How much is my personal data worth?
An individual's full profile typically sells for between $0.10 and a few dollars in bulk, but specialized data — like verified contact information for high-net-worth individuals or people with specific medical conditions — can fetch significantly more. The aggregate value of one person's data across their lifetime is estimated at hundreds of dollars annually.
Can data brokers sell my Social Security number or government ID?
Direct sale of full government identifiers is restricted in most countries, but partial numbers, derived identifiers, and matched profiles that effectively identify you are routinely traded. Risk and identity verification brokers like LexisNexis and Equifax handle the most sensitive identifiers under regulated frameworks.
Does opting out of data brokers actually work?
Yes, but it is not permanent. Brokers continuously re-collect data from public records and commercial sources, so removed profiles often reappear within 3-12 months.

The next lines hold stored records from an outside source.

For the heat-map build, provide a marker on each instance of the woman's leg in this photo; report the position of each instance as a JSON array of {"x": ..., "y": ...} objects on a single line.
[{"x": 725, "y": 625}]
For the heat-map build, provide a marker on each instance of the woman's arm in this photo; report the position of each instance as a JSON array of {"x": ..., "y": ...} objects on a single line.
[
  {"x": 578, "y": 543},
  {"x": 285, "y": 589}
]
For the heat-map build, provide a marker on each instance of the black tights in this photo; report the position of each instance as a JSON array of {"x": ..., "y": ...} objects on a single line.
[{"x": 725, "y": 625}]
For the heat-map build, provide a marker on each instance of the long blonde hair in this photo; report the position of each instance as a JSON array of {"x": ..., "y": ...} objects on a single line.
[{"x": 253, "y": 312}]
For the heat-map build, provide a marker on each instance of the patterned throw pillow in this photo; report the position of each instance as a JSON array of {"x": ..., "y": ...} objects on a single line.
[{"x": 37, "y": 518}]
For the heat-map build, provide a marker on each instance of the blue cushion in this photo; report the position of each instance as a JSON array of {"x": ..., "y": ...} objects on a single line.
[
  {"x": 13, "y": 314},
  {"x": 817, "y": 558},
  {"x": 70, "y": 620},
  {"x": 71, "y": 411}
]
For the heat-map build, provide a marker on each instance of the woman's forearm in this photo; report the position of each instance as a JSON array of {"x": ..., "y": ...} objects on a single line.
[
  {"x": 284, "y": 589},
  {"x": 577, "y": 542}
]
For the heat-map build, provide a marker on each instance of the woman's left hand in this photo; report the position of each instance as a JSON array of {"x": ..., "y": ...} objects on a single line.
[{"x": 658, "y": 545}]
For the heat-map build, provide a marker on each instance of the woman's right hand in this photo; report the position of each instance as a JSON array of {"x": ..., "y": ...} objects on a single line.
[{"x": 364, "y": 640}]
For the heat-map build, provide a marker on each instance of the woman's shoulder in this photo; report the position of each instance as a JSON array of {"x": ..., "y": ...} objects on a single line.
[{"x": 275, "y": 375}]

Continuous monitoring through a paid removal service or repeated manual opt-outs is required for lasting results.
What is the single most effective step I can take today?
Reduce the data you generate in the first place. Use email aliases for sign-ups, decline app permissions you don't need, disable mobile advertising IDs, switch to a privacy-respecting browser, and avoid loyalty programs that share data. Combined, these habits cut new data flow by 70-90% — far more effective than chasing brokers after the fact.